Central banks around the world are trying to support the economy and Turkey’s central bank is not an exception. The country’s central bank decided made to the decision to reduce interest rates by 50 basis points on May 21. The confidence in the local currency lira encouraged this move. Interestingly, the lira strengthened modestly after hitting record lows earlier in May.

Importantly, following this decision the one-week repo rate, from 8.75% to 8.25%. Moreover, it was the ninth-straight rate cut. This move comes at a time when Turkey’s foreign reserves shrank due to the ongoing situation.

It is worth mentioning that the rate cut is the latest in a long easing cycle that dates back to 2019 more precisely in July. At that time, the bank’s interest rate was 24%.

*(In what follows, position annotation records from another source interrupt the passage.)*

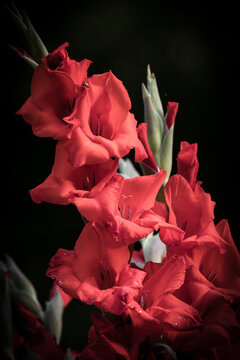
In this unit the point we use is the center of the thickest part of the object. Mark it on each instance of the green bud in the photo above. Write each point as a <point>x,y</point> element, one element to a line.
<point>155,124</point>
<point>166,153</point>
<point>127,168</point>
<point>153,91</point>
<point>53,315</point>
<point>160,127</point>
<point>153,248</point>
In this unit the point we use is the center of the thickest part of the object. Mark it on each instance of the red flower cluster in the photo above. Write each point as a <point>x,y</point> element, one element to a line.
<point>188,301</point>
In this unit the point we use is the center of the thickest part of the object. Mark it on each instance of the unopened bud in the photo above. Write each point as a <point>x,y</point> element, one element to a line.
<point>53,315</point>
<point>153,248</point>
<point>160,126</point>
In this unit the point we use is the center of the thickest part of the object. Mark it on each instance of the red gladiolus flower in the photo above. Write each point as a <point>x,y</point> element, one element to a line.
<point>195,217</point>
<point>106,128</point>
<point>157,304</point>
<point>97,271</point>
<point>66,299</point>
<point>66,182</point>
<point>221,271</point>
<point>219,326</point>
<point>90,115</point>
<point>125,207</point>
<point>59,60</point>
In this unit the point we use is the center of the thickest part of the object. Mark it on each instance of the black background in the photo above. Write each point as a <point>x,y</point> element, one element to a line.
<point>192,49</point>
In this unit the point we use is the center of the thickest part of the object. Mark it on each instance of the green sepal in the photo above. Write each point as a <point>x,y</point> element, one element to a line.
<point>53,315</point>
<point>153,248</point>
<point>166,153</point>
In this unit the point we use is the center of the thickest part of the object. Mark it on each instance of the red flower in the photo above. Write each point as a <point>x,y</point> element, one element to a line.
<point>106,128</point>
<point>53,95</point>
<point>156,304</point>
<point>221,271</point>
<point>65,297</point>
<point>195,217</point>
<point>125,207</point>
<point>219,326</point>
<point>91,115</point>
<point>59,60</point>
<point>66,182</point>
<point>97,271</point>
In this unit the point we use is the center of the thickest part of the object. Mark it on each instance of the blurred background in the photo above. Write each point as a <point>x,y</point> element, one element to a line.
<point>191,48</point>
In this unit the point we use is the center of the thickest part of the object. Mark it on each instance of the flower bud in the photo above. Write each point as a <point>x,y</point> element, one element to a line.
<point>160,126</point>
<point>53,315</point>
<point>127,169</point>
<point>153,248</point>
<point>167,142</point>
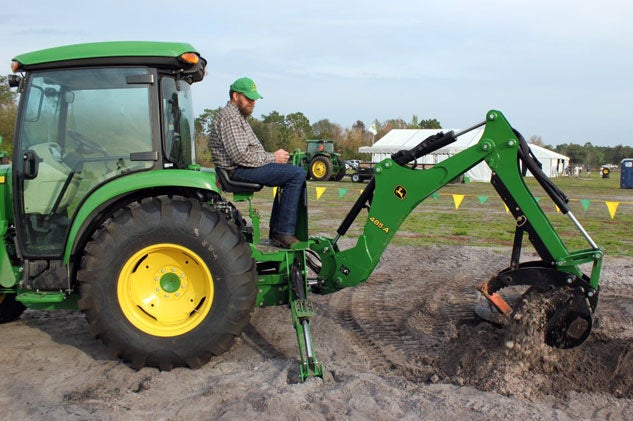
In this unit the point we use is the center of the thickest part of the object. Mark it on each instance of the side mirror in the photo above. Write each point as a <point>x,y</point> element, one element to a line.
<point>31,164</point>
<point>14,81</point>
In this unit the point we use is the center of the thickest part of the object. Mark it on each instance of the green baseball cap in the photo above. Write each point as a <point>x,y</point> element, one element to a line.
<point>247,87</point>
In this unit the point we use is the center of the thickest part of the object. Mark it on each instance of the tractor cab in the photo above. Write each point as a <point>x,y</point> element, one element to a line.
<point>87,119</point>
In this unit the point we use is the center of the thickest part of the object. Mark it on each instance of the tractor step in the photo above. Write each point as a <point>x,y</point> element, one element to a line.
<point>41,297</point>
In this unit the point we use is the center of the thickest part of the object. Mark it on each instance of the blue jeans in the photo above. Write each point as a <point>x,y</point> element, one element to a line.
<point>291,181</point>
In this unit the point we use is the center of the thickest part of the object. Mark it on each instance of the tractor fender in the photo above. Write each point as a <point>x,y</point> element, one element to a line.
<point>159,182</point>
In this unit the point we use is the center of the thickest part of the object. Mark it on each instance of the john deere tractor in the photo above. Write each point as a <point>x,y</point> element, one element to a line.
<point>105,210</point>
<point>320,161</point>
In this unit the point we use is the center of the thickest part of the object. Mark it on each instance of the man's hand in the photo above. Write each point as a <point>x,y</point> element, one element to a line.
<point>281,156</point>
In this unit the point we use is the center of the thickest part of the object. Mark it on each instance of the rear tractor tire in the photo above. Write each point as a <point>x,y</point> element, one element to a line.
<point>167,282</point>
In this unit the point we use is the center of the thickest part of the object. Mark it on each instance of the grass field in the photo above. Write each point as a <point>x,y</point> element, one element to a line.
<point>481,218</point>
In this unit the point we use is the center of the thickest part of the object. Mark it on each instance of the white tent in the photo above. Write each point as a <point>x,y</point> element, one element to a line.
<point>398,139</point>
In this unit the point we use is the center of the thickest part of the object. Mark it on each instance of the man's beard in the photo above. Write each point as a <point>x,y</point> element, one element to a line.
<point>244,110</point>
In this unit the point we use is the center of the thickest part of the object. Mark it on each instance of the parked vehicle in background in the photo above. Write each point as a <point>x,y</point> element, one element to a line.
<point>320,160</point>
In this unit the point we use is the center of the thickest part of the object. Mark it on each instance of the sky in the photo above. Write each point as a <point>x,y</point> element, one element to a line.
<point>560,70</point>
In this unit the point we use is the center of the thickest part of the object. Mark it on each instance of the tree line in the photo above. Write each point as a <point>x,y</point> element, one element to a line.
<point>290,132</point>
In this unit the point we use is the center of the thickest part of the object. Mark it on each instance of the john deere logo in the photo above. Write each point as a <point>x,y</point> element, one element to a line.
<point>400,192</point>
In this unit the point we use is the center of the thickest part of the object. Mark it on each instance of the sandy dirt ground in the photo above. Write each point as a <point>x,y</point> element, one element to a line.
<point>404,345</point>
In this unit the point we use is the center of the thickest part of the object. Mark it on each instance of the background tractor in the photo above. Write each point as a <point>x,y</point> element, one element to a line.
<point>105,210</point>
<point>320,161</point>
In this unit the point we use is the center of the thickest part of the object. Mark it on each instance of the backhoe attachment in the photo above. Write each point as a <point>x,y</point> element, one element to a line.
<point>398,187</point>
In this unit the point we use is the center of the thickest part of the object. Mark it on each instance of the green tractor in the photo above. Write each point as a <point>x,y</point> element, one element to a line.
<point>320,161</point>
<point>105,210</point>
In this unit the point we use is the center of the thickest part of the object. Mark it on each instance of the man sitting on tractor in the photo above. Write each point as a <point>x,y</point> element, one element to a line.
<point>235,147</point>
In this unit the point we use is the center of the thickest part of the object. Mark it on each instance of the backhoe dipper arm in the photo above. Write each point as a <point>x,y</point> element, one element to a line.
<point>396,189</point>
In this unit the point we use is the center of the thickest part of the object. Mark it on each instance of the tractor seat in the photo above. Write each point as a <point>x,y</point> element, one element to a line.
<point>233,186</point>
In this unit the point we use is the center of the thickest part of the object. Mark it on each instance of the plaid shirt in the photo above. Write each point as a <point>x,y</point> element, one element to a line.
<point>233,143</point>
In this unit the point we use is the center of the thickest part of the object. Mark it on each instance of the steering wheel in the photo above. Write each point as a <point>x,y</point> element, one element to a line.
<point>85,145</point>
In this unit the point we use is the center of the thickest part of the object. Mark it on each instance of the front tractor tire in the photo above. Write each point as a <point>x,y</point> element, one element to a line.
<point>320,168</point>
<point>167,282</point>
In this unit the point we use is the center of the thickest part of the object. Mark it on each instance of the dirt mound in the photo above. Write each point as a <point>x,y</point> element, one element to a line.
<point>404,345</point>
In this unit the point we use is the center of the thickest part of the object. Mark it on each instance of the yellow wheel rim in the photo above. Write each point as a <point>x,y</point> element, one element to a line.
<point>319,169</point>
<point>165,290</point>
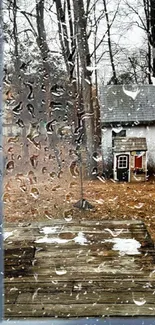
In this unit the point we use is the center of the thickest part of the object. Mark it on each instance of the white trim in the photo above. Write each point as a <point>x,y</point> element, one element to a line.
<point>126,161</point>
<point>115,164</point>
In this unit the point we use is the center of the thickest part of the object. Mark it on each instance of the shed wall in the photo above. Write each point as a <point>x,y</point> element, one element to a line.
<point>137,131</point>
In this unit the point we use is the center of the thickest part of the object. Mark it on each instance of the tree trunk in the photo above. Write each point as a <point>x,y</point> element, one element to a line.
<point>1,168</point>
<point>152,2</point>
<point>147,17</point>
<point>84,56</point>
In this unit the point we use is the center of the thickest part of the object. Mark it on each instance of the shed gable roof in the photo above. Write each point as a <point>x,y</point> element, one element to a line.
<point>118,107</point>
<point>129,144</point>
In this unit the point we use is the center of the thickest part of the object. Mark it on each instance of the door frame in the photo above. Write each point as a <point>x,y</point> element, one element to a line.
<point>115,155</point>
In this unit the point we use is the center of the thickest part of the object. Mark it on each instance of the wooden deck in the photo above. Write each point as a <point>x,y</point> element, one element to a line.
<point>79,268</point>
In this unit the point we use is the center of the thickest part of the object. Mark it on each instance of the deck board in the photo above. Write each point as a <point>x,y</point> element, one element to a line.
<point>67,278</point>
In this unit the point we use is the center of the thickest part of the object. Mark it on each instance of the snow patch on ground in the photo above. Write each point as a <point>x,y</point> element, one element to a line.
<point>49,230</point>
<point>7,234</point>
<point>132,94</point>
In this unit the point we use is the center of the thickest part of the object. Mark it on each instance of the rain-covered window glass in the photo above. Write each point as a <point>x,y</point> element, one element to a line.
<point>79,158</point>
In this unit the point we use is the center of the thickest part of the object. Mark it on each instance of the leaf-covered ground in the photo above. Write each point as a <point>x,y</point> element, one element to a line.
<point>29,198</point>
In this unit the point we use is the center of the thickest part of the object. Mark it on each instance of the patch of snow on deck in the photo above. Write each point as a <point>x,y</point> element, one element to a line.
<point>125,246</point>
<point>79,239</point>
<point>49,240</point>
<point>132,94</point>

According to the central bank’s monetary policy committee, the local economy may have bottomed out earlier this month due to the pressure of the coronavirus pandemic. Unfortunately, the number of confirmed cases surpassed 152,000. Moreover, the country has the highest number of cases in the Middle East region. Turkey surpassed its neighbor Iran in mid-April.

The economy of Turkey

Turkey and economic recovery

Notably, the local economy was struggling to cope with problems even before the coronavirus pandemic. Its currency started to decline two years ago. Let’s not forget about a high fiscal deficit and unemployment. As of January, the unemployment rate was close to 14%.

In March 2020, the country’s government unveiled a $15.5 billion stimulus plan to aid businesses affected by the pandemic. The purpose of this plan is to help companies that suffered the biggest losses due to the coronavirus pandemic.
Moreover, the tourism sector is under huge pressure due to the ongoing situation. It is not surprising that the country’s government wants to help the tourism sector.

In recent months, the Turkish central bank spent millions of dollars from its foreign currency reserves to boost the local currency. Thanks to this move, it was possible to lower borrowing costs which the government hopes will help the process of economic recovery. As a reminder, borrowing costs when adjusted for inflation are already below zero.

Moreover, inflation in April was 10.94%. Interestingly, inflation fell to the lowest level since November. Also, the Turkish central bank lowered its year-end inflation projection from 8.2% to 7.4%.

Furthermore, the country’s central bank reached an agreement with Qatar. As a result, Turkey tripled its currency swap agreement with Qatar. This is very important for the country as it needs money to tackle a widening fiscal deficit as well as a potential full-year recession.